Neighbors, Environmentalists Urge Verizon To Drop Call For Cell Tower In Long Pond Greenbelt

Verizon Wireless wants to erect a 153-foot cell tower disguised to look like a tree, on land owned by Sag Harbor Village in the Long Pond Greenbelt. STEPHEN J. KOTZ

Verizon Wireless’s proposal to construct a 153-foot cell tower, disguised to look like a tree, on Sag Harbor Village-owned property in the Long Pond Greenbelt drew a predictable response when it was aired before the Southampton Town Planning Board on December 9: Like most proposals for cell towers in the region, this one was largely panned.

Neighbors, environmentalists and members of the Planning Board expressed concern during the pre-submission conference about the height, appearance and proposed location of the tower — next to a recently constructed Village Police impound lot on the Bridgehampton-Sag Harbor Turnpike.

“All the fake branches in the world aren’t going to hide this thing,” said Jack Bartleme, who lives across the road. “It’s going to be an eyesore for everybody in the area.”

Bartleme blamed it on a case of NIMBYism. “Sag Harbor Village wants the benefit of better cellphone service, but Sag Harbor Village doesn’t want it in Sag Harbor Village,” he said, referring to strong opposition to a proposal for a new cell tower next to the WLNG radio station.

Barbara Bornstein, representing the Friends of the Long Pond Greenbelt, stressed environmental concerns.
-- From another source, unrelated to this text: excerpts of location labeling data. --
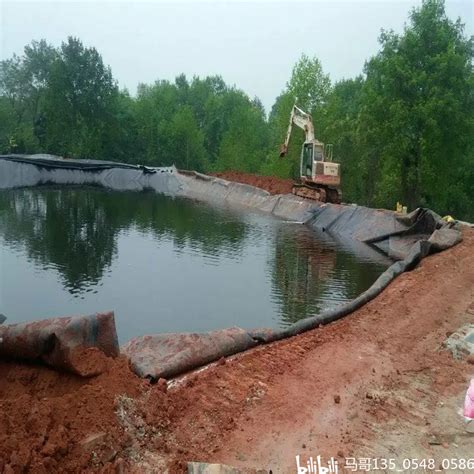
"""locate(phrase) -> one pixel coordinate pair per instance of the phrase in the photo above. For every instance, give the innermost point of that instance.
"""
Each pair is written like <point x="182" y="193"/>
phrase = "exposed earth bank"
<point x="269" y="183"/>
<point x="377" y="384"/>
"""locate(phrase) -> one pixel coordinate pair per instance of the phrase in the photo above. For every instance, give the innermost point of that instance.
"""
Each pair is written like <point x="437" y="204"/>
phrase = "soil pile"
<point x="51" y="420"/>
<point x="270" y="183"/>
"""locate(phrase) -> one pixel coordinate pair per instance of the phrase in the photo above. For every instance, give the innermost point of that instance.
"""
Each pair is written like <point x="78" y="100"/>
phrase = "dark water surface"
<point x="165" y="264"/>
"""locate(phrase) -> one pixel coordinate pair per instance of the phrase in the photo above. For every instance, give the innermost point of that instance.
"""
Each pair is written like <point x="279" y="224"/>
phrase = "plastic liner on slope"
<point x="32" y="170"/>
<point x="167" y="355"/>
<point x="78" y="344"/>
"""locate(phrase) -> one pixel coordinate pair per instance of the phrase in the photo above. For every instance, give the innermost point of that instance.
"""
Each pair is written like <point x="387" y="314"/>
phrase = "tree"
<point x="308" y="83"/>
<point x="417" y="112"/>
<point x="81" y="91"/>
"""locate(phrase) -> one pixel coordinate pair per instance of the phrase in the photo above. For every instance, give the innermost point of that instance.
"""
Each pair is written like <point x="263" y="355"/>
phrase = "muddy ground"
<point x="270" y="183"/>
<point x="376" y="384"/>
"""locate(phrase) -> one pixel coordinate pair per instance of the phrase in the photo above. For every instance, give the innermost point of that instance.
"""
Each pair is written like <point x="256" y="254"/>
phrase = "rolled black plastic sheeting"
<point x="54" y="162"/>
<point x="77" y="344"/>
<point x="167" y="355"/>
<point x="418" y="251"/>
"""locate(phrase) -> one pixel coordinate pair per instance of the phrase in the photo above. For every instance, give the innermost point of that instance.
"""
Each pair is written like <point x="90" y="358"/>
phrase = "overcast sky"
<point x="251" y="44"/>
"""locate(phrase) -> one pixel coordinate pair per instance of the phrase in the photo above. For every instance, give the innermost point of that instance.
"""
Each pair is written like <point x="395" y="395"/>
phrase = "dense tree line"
<point x="403" y="130"/>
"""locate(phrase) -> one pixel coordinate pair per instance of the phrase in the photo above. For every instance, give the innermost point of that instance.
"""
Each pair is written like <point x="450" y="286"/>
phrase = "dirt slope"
<point x="375" y="384"/>
<point x="270" y="183"/>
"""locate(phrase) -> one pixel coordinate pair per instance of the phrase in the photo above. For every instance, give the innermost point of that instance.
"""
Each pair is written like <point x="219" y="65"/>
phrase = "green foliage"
<point x="416" y="118"/>
<point x="404" y="131"/>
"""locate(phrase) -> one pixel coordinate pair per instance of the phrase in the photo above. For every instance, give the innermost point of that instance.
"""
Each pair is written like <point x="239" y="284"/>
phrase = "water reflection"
<point x="75" y="231"/>
<point x="313" y="271"/>
<point x="167" y="264"/>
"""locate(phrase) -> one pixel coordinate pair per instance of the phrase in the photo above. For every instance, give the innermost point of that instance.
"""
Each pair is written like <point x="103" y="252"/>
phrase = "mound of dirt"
<point x="269" y="183"/>
<point x="50" y="419"/>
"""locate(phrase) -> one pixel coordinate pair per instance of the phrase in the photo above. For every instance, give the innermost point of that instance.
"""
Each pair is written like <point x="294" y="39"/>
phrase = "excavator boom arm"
<point x="302" y="120"/>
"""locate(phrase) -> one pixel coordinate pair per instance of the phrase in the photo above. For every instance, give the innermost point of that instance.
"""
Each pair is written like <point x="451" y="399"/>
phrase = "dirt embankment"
<point x="269" y="183"/>
<point x="375" y="384"/>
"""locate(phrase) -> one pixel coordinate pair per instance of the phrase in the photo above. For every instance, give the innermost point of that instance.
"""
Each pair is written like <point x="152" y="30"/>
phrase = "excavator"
<point x="320" y="178"/>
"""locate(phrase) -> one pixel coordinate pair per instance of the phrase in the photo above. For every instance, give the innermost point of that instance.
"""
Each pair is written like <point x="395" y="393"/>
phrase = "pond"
<point x="167" y="264"/>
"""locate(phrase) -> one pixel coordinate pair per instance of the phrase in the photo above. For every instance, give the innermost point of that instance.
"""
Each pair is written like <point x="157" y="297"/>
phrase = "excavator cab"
<point x="312" y="153"/>
<point x="307" y="160"/>
<point x="319" y="176"/>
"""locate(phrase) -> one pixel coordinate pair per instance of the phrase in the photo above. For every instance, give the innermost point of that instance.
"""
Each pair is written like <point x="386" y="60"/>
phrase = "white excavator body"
<point x="320" y="177"/>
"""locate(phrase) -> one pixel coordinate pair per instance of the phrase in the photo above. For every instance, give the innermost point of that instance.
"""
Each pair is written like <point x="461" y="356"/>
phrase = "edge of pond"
<point x="408" y="238"/>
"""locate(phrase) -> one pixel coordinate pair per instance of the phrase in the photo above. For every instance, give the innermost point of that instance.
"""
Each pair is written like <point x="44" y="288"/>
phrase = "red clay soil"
<point x="376" y="384"/>
<point x="269" y="183"/>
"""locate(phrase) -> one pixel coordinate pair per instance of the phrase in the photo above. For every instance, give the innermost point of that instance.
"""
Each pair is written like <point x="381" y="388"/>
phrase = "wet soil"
<point x="269" y="183"/>
<point x="377" y="383"/>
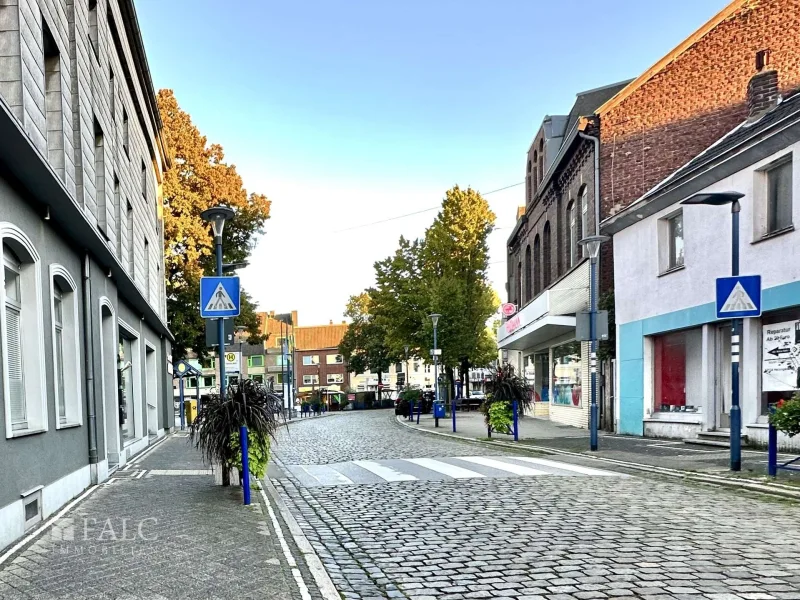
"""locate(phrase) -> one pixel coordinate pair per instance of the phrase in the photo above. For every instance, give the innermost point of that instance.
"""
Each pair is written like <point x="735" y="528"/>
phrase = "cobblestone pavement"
<point x="156" y="537"/>
<point x="529" y="538"/>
She said the undisturbed site being considered for the tower and its associated equipment should be preserved because it is near a vernal pond and salamander habitat.

“Please take into consideration this is one of the more sensitive areas not only in the State of New York but the nation,” she said of the greenbelt.

Bornstein said she was concerned Sag Harbor continues to develop the 24 acres it owns, stretching from the Southampton Town recycling center to the impound lot. “There are alternative and more appropriate locations for the cell tower,” she said. “There is no further reason to desecrate the land.”

Dai Dayton, the president of the Friends, was unable to attend the hearing because of another commitment, but in an interview this week said she was disheartened the village is allowing Verizon to consider the site. “They don’t care about the greenbelt,” she said. “We believe the land should be preserved, not used as a dumping ground for all their new ideas.”

She said the village should consider selling the undeveloped land it owns to Southampton Town to be added to the greenbelt.

Eric Helman of the Amato Law Group in Garden City said the proposed tower would require a 17-square-foot-by-33-square-foot “equipment compound” for accessories such as an emergency propane-fueled generator, battery and equipment sheds. An additional 100-square-foot pad for propane tanks would also be constructed

“Verizon Wireless is currently experiencing substantial wireless service deficiencies in the area of the site,” he said as a reason it needs the new facility. The tower would have space for 12 antennas, some of which could be leased to other providers, he added.

Planning Board Vice Chairman Dennis Finnerty, who chaired the meeting in the absence of Chairwoman Jacqui Lofaro, asked about the height and appearance of the proposed tower, which would be two to three times as tall as the surrounding trees.

“The height exceeds the other facilities we have reviewed in the Bridgehampton area,” Finnerty said. He asked if the antennas would be concealed within the pole, but Helman said they would be covered by “branches” as part of what he described as a “stealth design.”

Finnerty pointed to a monopole that was erected on Foster Avenue behind the Bridgehampton train station. “We have found those poles to be more visually benign,” he said. “I don’t know that the tree concept is going to really work for us from a visual standpoint.”

Planning Board member Robin Long also expressed doubts about the fake tree idea. “Does it have to be a tree, that type of pole?” she asked. “Is there a reason you chose that?” Long also said the tower would be much taller than any others approved in the area.

She asked Helman if Verizon had considered alternative sites after it was revealed there is an existing tower at the Long Island Power Authority station across the road that is included in town maps of suitable sites for telecommunications equipment. Helman said Verizon would inquire about the LIPA property as part of its “due diligence.”

“This is very earliest juncture of the review,” Finnerty said in asking that the board adjourn the hearing and leave the record open for 30 days for written comments.